EASTRIDGE is owned by a non-profit organization. Non-profit facilities reinvest revenue into operations rather than distributing to shareholders. The facility operates independently rather than as part of a larger chain. With 28 certified beds and approximately 17 residents (about 61% occupancy), it is a smaller facility located in CENTRALIA, Kansas.

How Does Eastridge Compare to Other Kansas Nursing Homes?

Compared to the 100 nursing homes in Kansas, EASTRIDGE's overall rating (2 stars) is below the state average of 2.9, staff turnover (37%) is near the state average of 46%, and health inspection rating (1 stars) is much below the national benchmark.

What Should Families Ask When Visiting Eastridge?

Based on this facility's data, families visiting should ask: "What changes have been made since the serious inspection findings, and how are you preventing similar issues?" "Can I visit during a mealtime to observe dining assistance and food quality?" "How do you handle medical emergencies, and what is your hospital transfer rate?" "Can I speak with family members of current residents about their experience?" These questions are particularly relevant given the facility's Immediate Jeopardy citations.

Is Eastridge Safe?

Based on CMS inspection data, EASTRIDGE has documented safety concerns. Inspectors have issued 1 Immediate Jeopardy citation (the most serious violation level indicating risk of serious injury or death). The facility has a 2-star overall rating and ranks #100 of 100 nursing homes in Kansas. Families considering this facility should ask detailed questions about what corrective actions have been taken since these incidents.

Do Nurses at Eastridge Stick Around?

EASTRIDGE has a staff turnover rate of 37%, which is about average for Kansas nursing homes (state average: 46%). Moderate turnover is common in nursing homes, but families should still ask about staff tenure and how the facility maintains care continuity when employees leave.

Was Eastridge Ever Fined?

EASTRIDGE has no federal fines on record. CMS issues fines when nursing homes fail to meet care standards or don't correct problems found during inspections. The absence of fines suggests the facility has either maintained compliance or corrected any issues before penalties were assessed. This is a positive indicator, though families should still review recent inspection reports for the full picture.

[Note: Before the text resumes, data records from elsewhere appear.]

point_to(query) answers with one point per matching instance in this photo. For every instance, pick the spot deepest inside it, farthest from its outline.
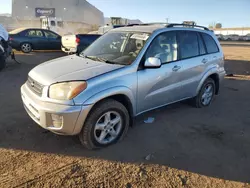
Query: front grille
(34, 86)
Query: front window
(49, 34)
(116, 47)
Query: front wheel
(106, 124)
(205, 95)
(2, 62)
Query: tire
(2, 62)
(26, 47)
(90, 135)
(199, 101)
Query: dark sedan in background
(30, 39)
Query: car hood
(70, 68)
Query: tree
(218, 25)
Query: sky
(231, 13)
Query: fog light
(57, 120)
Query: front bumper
(58, 118)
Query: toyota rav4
(124, 73)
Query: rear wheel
(106, 124)
(206, 94)
(26, 47)
(2, 62)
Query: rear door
(195, 58)
(37, 39)
(160, 86)
(54, 40)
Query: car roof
(140, 28)
(153, 27)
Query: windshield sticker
(138, 36)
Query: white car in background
(246, 37)
(232, 37)
(220, 36)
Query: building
(28, 12)
(124, 21)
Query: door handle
(176, 68)
(204, 60)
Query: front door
(161, 86)
(37, 39)
(54, 40)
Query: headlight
(66, 90)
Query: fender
(119, 90)
(211, 71)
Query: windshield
(117, 47)
(17, 31)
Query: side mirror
(152, 62)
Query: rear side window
(188, 44)
(201, 45)
(210, 43)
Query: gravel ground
(183, 147)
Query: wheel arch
(212, 73)
(121, 94)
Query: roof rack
(187, 25)
(145, 24)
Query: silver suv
(124, 73)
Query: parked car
(77, 43)
(124, 73)
(246, 37)
(233, 37)
(30, 39)
(220, 36)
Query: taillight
(78, 41)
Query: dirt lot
(184, 147)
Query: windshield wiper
(95, 58)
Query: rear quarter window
(211, 45)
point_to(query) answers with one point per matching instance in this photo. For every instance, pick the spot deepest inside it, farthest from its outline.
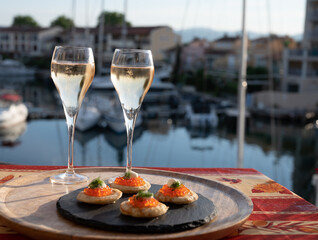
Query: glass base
(67, 178)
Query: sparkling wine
(72, 81)
(131, 84)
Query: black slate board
(108, 217)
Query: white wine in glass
(132, 73)
(72, 71)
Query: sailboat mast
(101, 39)
(242, 94)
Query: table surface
(278, 213)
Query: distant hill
(189, 34)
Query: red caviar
(174, 192)
(98, 192)
(133, 182)
(143, 202)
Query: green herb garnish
(143, 194)
(127, 175)
(97, 183)
(176, 184)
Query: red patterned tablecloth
(278, 213)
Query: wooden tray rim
(218, 232)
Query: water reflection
(286, 153)
(10, 137)
(119, 142)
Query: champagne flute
(72, 71)
(132, 73)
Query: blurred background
(189, 116)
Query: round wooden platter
(28, 205)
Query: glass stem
(130, 121)
(70, 121)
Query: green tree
(63, 22)
(113, 19)
(24, 21)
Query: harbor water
(287, 155)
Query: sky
(284, 16)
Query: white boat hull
(13, 115)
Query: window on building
(293, 88)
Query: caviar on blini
(179, 191)
(132, 182)
(98, 188)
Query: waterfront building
(18, 42)
(158, 39)
(299, 84)
(260, 48)
(301, 65)
(223, 55)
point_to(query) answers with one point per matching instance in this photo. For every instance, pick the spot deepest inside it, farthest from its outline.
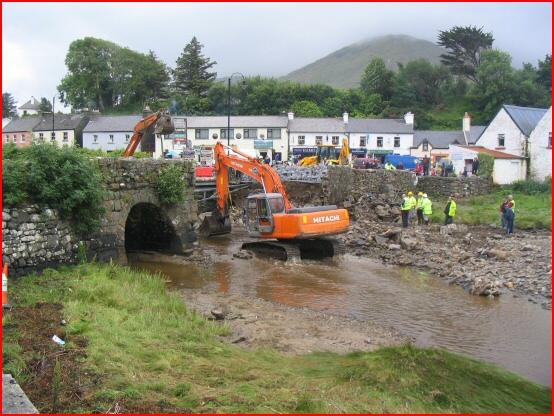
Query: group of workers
(412, 207)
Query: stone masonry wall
(35, 239)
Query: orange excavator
(277, 227)
(163, 125)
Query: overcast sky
(267, 39)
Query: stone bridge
(35, 239)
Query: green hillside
(343, 68)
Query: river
(508, 330)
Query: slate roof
(525, 118)
(61, 122)
(495, 153)
(316, 125)
(378, 125)
(23, 124)
(236, 122)
(439, 139)
(112, 123)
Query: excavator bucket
(164, 125)
(214, 226)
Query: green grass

Is Eastridge on Any Federal Watch List?

EASTRIDGE is not on any federal watch list. The most significant is the Special Focus Facility (SFF) program, which identifies the bottom 1% of nursing homes nationally based on persistent, serious quality problems. Not being on this list means the facility has avoided the pattern of deficiencies that triggers enhanced federal oversight. This is a positive indicator, though families should still review the facility's inspection history directly.